L’Organisation mondiale de la santé (OMS) a estimé mercredi que la flambée d’Ebola actuellement enregistrée en République démocratique du Congo ne constituait pas, à ce stade, une urgence de santé publique de portée internationale. Réuni en comité d’urgence à Genève, l’organisme onusien a toutefois reconnu la gravité de la situation sur les plans national et régional.
À l’issue de la réunion, la présidente du comité d’urgence, Lucille Blumberg, a indiqué que les experts considéraient que les critères nécessaires à la déclaration d’une urgence pandémique mondiale n’étaient pas encore réunis. Cette conclusion rejoint l’évaluation déjà formulée par la direction générale de l’OMS.
L’organisation sanitaire a néanmoins classé le risque de propagation comme « élevé » en République démocratique du Congo ainsi que dans les pays voisins. À l’échelle mondiale, le niveau d’alerte reste pour l’instant jugé « faible ».
Le directeur général de l’OMS, Tedros Adhanom Ghebreyesus, a insisté sur la nécessité de maintenir une vigilance renforcée face à cette nouvelle flambée qui touche l’est de la RDC, une région régulièrement confrontée à des épidémies d’Ebola en raison de la fragilité du système sanitaire et de l’instabilité sécuritaire persistante.

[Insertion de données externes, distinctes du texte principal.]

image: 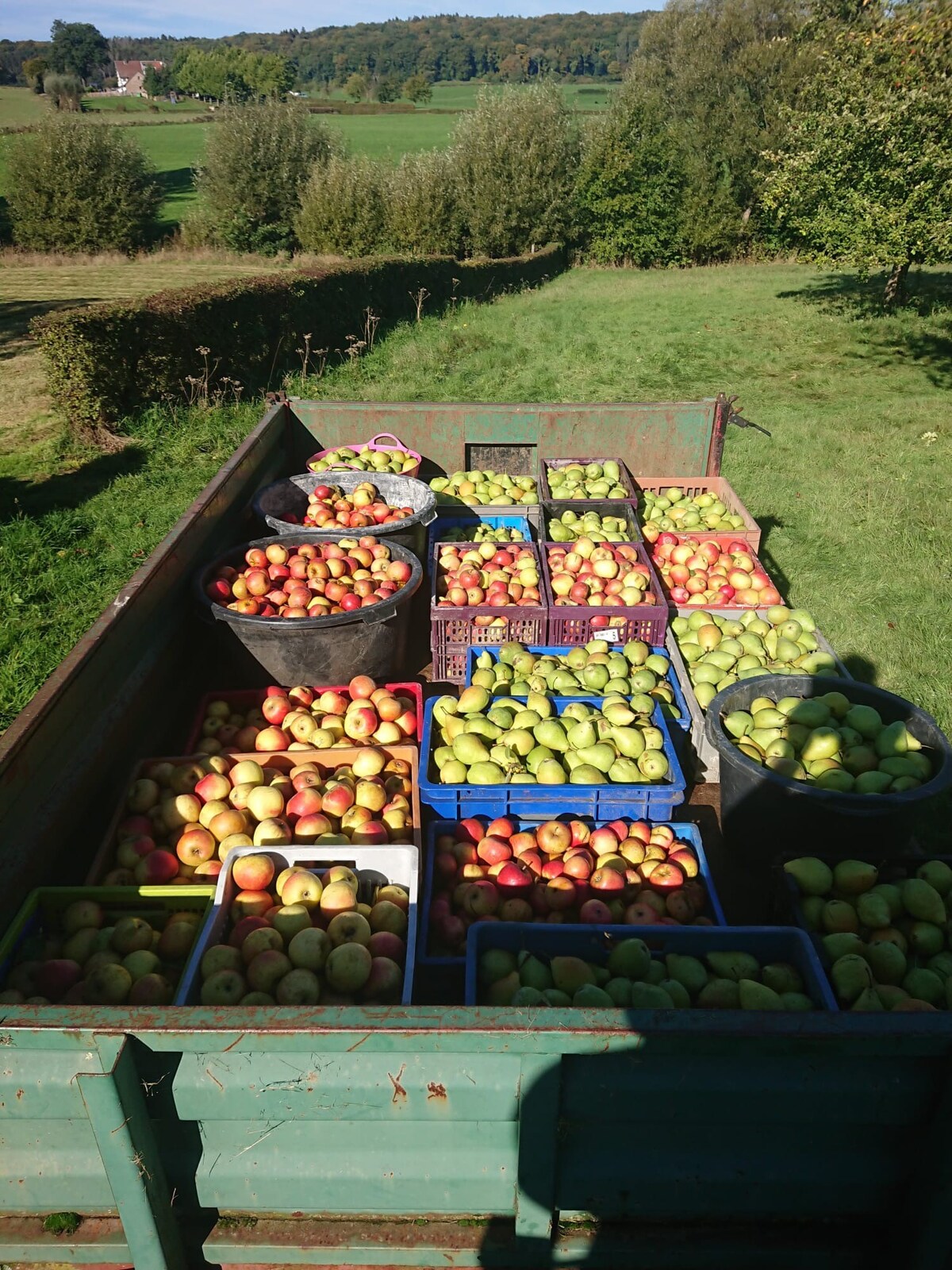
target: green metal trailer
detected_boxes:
[0,398,952,1270]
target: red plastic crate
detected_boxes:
[538,455,637,506]
[540,542,668,645]
[647,529,785,614]
[635,476,760,551]
[430,542,550,683]
[182,683,423,754]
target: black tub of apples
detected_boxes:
[704,675,952,914]
[194,532,423,683]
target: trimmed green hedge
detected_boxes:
[32,245,566,432]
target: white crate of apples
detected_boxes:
[651,533,783,608]
[429,817,712,956]
[90,748,416,887]
[195,675,419,754]
[436,542,542,608]
[191,847,419,1006]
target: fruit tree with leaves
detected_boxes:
[48,17,109,84]
[764,0,952,305]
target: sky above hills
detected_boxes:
[7,0,641,40]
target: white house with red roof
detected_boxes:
[116,62,165,97]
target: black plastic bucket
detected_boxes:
[193,529,423,686]
[704,675,952,921]
[254,471,436,560]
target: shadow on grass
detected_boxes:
[0,446,146,525]
[834,649,880,687]
[777,269,952,389]
[148,167,195,246]
[0,297,95,358]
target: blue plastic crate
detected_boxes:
[416,814,727,968]
[420,697,687,821]
[427,506,538,560]
[466,922,839,1006]
[466,644,690,737]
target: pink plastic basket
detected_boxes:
[307,432,423,476]
[539,542,668,646]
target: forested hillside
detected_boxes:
[0,13,647,84]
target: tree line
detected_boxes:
[0,13,647,87]
[3,0,952,302]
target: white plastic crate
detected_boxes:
[179,843,420,1006]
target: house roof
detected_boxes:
[116,61,165,80]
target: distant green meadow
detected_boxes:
[0,81,617,226]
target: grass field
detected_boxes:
[0,265,952,746]
[0,83,614,226]
[0,250,297,462]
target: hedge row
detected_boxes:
[32,245,566,432]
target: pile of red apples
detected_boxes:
[652,533,782,608]
[197,675,417,754]
[299,480,414,529]
[436,542,542,608]
[546,537,658,608]
[103,747,414,887]
[429,817,711,956]
[201,852,410,1006]
[205,537,413,618]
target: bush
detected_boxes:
[387,150,462,256]
[8,114,161,252]
[452,84,579,256]
[43,71,83,110]
[184,100,338,256]
[294,155,387,256]
[576,80,685,267]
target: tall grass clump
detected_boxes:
[294,155,389,256]
[8,113,161,252]
[182,100,339,256]
[451,84,579,256]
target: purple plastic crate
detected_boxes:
[430,542,550,683]
[538,455,639,508]
[540,542,668,646]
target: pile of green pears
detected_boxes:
[471,639,681,719]
[721,692,931,794]
[430,470,538,506]
[546,459,631,495]
[639,485,744,533]
[478,938,815,1010]
[433,684,669,785]
[671,605,839,710]
[436,525,529,542]
[546,506,639,542]
[783,856,952,1011]
[307,446,420,476]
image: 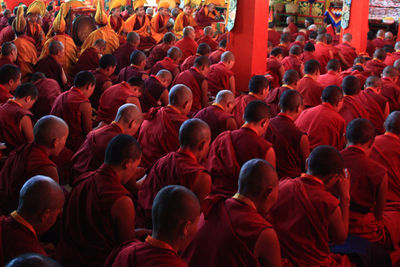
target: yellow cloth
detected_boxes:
[81,25,119,54]
[39,33,78,76]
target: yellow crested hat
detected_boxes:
[26,0,46,17]
[12,5,26,33]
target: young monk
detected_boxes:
[205,100,275,196]
[0,64,21,104]
[265,89,310,178]
[232,75,269,126]
[183,159,281,266]
[97,77,144,123]
[173,56,210,115]
[295,85,345,150]
[207,51,236,96]
[112,185,200,267]
[56,134,141,266]
[268,146,350,266]
[0,83,38,154]
[50,71,96,152]
[0,116,68,214]
[136,119,211,229]
[70,104,143,184]
[339,75,369,125]
[139,84,193,168]
[140,70,172,112]
[0,175,64,265]
[297,59,324,108]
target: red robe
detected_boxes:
[71,123,122,183]
[194,104,234,140]
[56,165,133,266]
[173,67,206,113]
[138,106,188,168]
[204,127,272,196]
[31,78,61,119]
[0,143,56,214]
[295,103,345,150]
[297,74,324,108]
[175,37,198,61]
[50,87,90,152]
[97,82,134,123]
[207,62,234,96]
[183,196,272,267]
[136,149,206,229]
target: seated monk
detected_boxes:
[55,134,141,266]
[232,75,269,126]
[340,119,400,251]
[382,66,400,112]
[35,40,67,88]
[0,64,21,104]
[205,100,275,196]
[0,175,64,265]
[173,56,210,115]
[183,159,281,267]
[197,26,218,51]
[0,42,18,67]
[136,119,211,229]
[139,84,193,168]
[140,70,172,112]
[358,76,390,134]
[117,50,149,82]
[150,46,182,78]
[73,39,106,76]
[339,75,369,125]
[194,90,237,140]
[105,185,200,267]
[297,59,324,108]
[31,72,61,119]
[180,43,211,72]
[265,89,310,178]
[89,54,117,109]
[71,104,143,181]
[50,71,96,152]
[208,39,227,65]
[146,32,176,69]
[268,146,350,266]
[113,32,141,73]
[174,3,197,37]
[97,77,144,123]
[207,51,236,96]
[281,45,304,76]
[295,85,345,150]
[176,26,198,62]
[265,70,300,118]
[0,116,68,214]
[365,49,386,77]
[267,47,285,88]
[0,83,38,154]
[317,59,342,88]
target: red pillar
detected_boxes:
[228,0,269,91]
[344,0,369,53]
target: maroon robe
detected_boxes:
[136,149,206,229]
[50,87,90,152]
[56,165,131,267]
[295,103,345,150]
[0,143,56,214]
[138,106,188,168]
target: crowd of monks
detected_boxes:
[0,0,400,267]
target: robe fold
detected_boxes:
[138,107,188,168]
[295,103,345,151]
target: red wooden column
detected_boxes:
[228,0,269,92]
[342,0,369,53]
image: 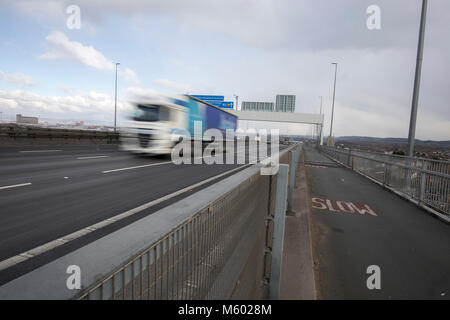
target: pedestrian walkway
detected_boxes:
[303,146,450,299]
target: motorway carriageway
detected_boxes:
[0,145,283,285]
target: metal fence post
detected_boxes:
[419,161,426,205]
[269,164,289,299]
[288,148,299,211]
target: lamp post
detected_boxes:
[328,62,337,146]
[114,62,120,132]
[407,0,428,157]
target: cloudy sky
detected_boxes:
[0,0,450,140]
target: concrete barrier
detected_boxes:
[0,124,119,146]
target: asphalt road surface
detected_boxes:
[0,145,282,284]
[304,147,450,300]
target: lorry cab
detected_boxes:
[121,99,188,154]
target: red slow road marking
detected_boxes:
[311,198,378,217]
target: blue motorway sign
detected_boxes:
[192,95,225,102]
[218,101,234,109]
[192,95,234,109]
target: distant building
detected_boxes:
[275,94,295,112]
[16,114,39,124]
[241,101,274,112]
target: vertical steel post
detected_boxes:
[114,62,120,132]
[407,0,428,157]
[269,164,289,300]
[328,62,337,146]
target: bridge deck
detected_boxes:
[304,147,450,299]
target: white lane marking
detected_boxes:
[102,161,172,173]
[77,156,109,160]
[0,164,251,271]
[102,152,251,173]
[0,182,31,190]
[19,150,63,153]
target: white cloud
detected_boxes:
[0,71,36,87]
[0,90,129,120]
[0,98,17,109]
[39,31,115,70]
[119,68,140,84]
[153,79,193,93]
[39,31,139,84]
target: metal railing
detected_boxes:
[77,144,298,300]
[352,149,450,174]
[320,146,450,215]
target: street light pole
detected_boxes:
[407,0,428,157]
[328,62,337,146]
[319,96,323,145]
[114,62,120,132]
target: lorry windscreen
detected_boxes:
[133,104,169,121]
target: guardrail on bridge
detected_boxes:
[319,146,450,218]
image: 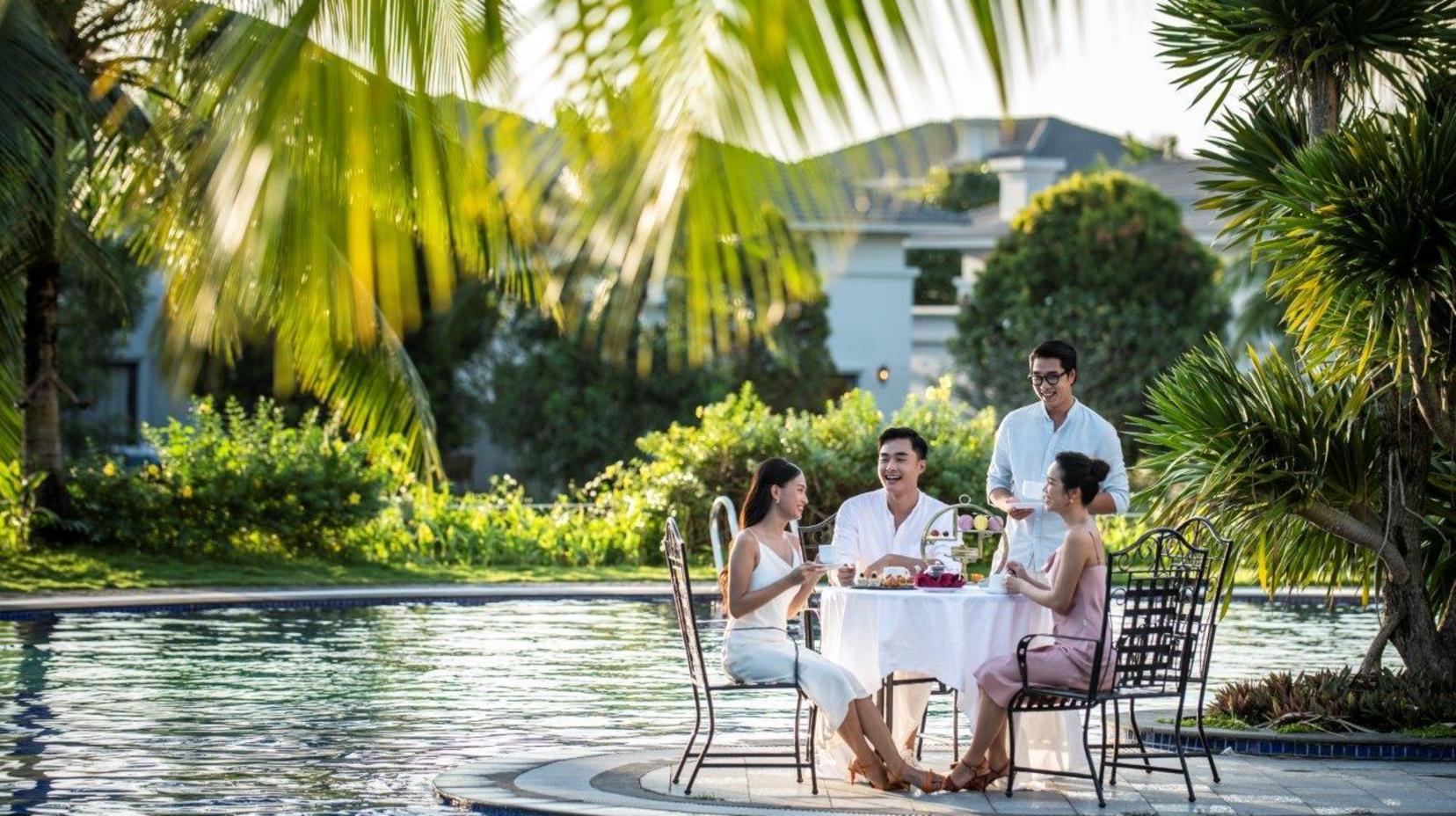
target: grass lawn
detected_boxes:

Les autorités sanitaires internationales poursuivent le suivi de la situation, notamment à travers le renforcement des capacités de surveillance, l’isolement des cas suspects et les campagnes de vaccination ciblées dans les zones affectées.
Malgré l’absence de déclaration d’urgence mondiale, l’OMS appelle les États de la région à intensifier la coopération sanitaire afin d’éviter une propagation transfrontalière du virus.